By eye, it sure doesn’t look like there’s much of a lag.  Accordingly, I did a quick and dirty statistical analysis.  I tested the correlation between the two series, at various lags.  Between 2/2/2021 and 11/1/2021, the correlation wast greatest, at a one-day, between daily change in new cases and daily change in new admissions.

That is, empirically, for the two lines on the second chart above, (the change in) reported hospital admissions lags (the change in) reported newly-diagnosed cases by one day.   That’s the best fit to the data.

I’m persnickety about this because I keep having people call me out on it, citing some supposed authority.  Authorities clearly state that there’s a long lag between fill-in-the-blank and second fill-in-the-blank (infection … hospitalization, symptom onset … hospitalization, actual date of diagnosis … actual date of hospitalization).

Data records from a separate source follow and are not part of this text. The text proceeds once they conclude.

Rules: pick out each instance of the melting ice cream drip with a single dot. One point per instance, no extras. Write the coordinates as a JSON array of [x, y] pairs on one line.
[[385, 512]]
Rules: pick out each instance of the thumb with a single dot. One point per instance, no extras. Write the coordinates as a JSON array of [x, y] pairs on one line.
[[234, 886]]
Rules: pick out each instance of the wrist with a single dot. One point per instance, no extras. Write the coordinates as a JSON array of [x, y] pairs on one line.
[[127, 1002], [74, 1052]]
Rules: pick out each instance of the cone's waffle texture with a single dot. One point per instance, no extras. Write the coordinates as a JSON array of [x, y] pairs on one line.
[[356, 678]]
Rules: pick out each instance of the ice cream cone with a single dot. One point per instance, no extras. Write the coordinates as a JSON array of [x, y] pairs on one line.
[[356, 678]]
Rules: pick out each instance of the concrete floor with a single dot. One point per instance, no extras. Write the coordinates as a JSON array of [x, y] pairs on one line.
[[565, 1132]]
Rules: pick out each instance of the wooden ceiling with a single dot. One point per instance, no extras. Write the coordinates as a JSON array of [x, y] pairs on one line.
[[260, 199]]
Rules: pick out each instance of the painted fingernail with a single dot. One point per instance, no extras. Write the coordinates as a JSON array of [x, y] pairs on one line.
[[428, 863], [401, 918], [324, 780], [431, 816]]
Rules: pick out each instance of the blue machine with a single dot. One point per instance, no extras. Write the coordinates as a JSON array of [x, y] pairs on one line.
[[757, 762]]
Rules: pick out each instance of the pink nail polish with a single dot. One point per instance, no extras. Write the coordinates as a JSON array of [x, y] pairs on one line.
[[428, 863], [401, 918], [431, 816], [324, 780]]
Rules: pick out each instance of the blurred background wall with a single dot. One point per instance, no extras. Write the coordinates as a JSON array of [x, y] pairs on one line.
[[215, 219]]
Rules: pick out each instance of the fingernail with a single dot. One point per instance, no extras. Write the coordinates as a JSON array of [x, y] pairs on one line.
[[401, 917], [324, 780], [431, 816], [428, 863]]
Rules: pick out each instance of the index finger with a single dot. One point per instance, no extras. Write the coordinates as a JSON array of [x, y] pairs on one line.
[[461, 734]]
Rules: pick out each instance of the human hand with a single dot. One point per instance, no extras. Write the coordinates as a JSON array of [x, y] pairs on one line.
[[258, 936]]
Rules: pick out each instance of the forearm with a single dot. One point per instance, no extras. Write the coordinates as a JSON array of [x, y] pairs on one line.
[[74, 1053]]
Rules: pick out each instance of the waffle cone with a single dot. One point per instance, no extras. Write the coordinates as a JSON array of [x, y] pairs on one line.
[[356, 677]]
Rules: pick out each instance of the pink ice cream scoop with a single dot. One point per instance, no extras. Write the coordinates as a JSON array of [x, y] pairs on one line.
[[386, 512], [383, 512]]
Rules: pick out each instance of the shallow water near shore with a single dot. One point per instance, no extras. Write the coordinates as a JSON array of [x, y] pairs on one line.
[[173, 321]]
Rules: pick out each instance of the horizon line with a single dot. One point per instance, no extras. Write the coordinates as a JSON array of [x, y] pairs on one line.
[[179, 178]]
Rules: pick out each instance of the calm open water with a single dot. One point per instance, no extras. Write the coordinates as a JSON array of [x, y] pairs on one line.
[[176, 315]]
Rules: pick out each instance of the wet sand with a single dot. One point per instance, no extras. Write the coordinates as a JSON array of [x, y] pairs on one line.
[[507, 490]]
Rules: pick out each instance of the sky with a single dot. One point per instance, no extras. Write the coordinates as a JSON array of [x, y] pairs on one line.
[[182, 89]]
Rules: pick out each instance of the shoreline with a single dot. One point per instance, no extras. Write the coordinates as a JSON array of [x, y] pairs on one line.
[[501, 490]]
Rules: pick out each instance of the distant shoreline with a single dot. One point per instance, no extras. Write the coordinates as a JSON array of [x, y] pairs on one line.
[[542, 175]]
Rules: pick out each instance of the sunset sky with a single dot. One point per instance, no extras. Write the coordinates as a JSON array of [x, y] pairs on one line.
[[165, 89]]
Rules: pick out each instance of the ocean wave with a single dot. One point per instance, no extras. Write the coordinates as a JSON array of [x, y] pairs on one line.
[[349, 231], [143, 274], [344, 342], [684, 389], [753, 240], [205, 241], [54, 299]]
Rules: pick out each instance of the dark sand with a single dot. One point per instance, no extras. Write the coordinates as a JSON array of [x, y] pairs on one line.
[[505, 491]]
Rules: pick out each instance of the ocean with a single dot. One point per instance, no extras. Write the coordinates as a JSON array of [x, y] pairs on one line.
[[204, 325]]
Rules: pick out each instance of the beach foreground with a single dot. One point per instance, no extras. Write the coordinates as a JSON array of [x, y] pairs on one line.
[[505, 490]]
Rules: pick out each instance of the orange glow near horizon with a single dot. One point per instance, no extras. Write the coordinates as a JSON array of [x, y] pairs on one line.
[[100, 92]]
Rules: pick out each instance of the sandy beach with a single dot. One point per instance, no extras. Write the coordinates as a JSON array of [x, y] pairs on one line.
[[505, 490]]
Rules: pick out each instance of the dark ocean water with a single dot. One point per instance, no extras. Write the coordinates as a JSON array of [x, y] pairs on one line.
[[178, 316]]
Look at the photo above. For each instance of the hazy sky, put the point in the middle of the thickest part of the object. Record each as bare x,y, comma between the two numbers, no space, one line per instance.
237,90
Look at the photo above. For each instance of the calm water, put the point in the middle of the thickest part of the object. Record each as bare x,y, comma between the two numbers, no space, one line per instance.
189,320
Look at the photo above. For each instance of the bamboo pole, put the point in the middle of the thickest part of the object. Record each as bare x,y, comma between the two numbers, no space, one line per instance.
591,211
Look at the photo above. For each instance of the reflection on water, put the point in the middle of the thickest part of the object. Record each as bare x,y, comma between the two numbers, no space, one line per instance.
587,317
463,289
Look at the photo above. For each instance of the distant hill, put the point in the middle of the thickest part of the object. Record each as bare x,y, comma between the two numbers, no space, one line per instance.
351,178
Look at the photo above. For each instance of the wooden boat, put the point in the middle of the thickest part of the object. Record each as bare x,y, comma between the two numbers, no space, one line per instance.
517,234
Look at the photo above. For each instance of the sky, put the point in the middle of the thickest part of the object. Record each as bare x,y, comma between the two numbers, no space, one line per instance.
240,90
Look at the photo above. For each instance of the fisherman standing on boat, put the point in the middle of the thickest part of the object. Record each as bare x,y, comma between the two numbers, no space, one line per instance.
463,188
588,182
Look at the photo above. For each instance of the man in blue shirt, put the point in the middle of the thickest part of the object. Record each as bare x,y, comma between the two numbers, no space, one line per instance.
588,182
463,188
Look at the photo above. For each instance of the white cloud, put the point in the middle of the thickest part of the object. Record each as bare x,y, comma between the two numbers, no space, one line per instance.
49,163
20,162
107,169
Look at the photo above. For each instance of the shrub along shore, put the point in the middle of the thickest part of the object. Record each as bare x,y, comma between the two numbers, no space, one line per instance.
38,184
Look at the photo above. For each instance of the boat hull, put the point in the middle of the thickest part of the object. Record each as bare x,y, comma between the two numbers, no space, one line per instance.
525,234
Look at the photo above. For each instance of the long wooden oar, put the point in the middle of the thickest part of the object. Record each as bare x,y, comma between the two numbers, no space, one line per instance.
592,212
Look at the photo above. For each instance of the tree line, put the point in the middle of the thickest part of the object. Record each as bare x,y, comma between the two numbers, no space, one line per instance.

What I’m saying is that, on average, there’s only about one day’s lag between reported newly-diagnosed cases, and reported new hospital admissions, for COVID-19.

This means that if there were going to be a spike in admissions proportional to the spike in new cases from Omicron, that should have shown up in the data by now.  But it hasn’t.  New admissions are up, but just a bit.

But the lack of decline in admissions remains a mystery

And yet, something is not right.  If it’s true that:

  • the case hospitalization rate for Omicron is 20% to 33% that of Delta.
  • Omicron now accounts for almost all cases.
  • New cases are up about 50%.

Then why aren’t new hospital admissions falling?  No, actually, why aren’t they falling by a lot?

Simply put, taking the numbers above, even accepting the higher 33% figure, then 33% of 150% of Delta admissions = 50% of Delta admissions.

In other words, if everything were as stated above, and there were no other unknown time lags, then daily hospital admissions should have fallen by 50% already. 

And, obviously, that hasn’t happened.  So at least one of the assumptions above must be wrong.

A little spreadsheet analysis shows that one way we can achieve a 50% increase in newly-diagnosed cases, and no change in new hospitalizations, is if half those new cases are Delta.  (That’s assuming the case hospitalization rate for Omicron is 33% that of Delta).

In other words, one simple way to make sense of this is if the CDC’s most recent “surprise” estimate that Omicron was 73% of new cases (as of the week ending 12/18/2021) was substantially in error.  If they managed to overstate that by a large margin, then that, by itself, would explain the current observed daily new hospitalization count.

In any case, this is exactly why I’ve been waiting to see a decline in COVID-19 hospitalizations in Great Britain.  Or some reduction in average apparent severity, if we’re just seeing a lot of cases with COVID, instead of cases for COVID.  So far, I haven’t see it there.

And now, I haven’t seen it here, either.  Not much else to say, except that I’m baffled.  And that hospitalizations are not (yet) rising in proportion to all those new Omicron cases.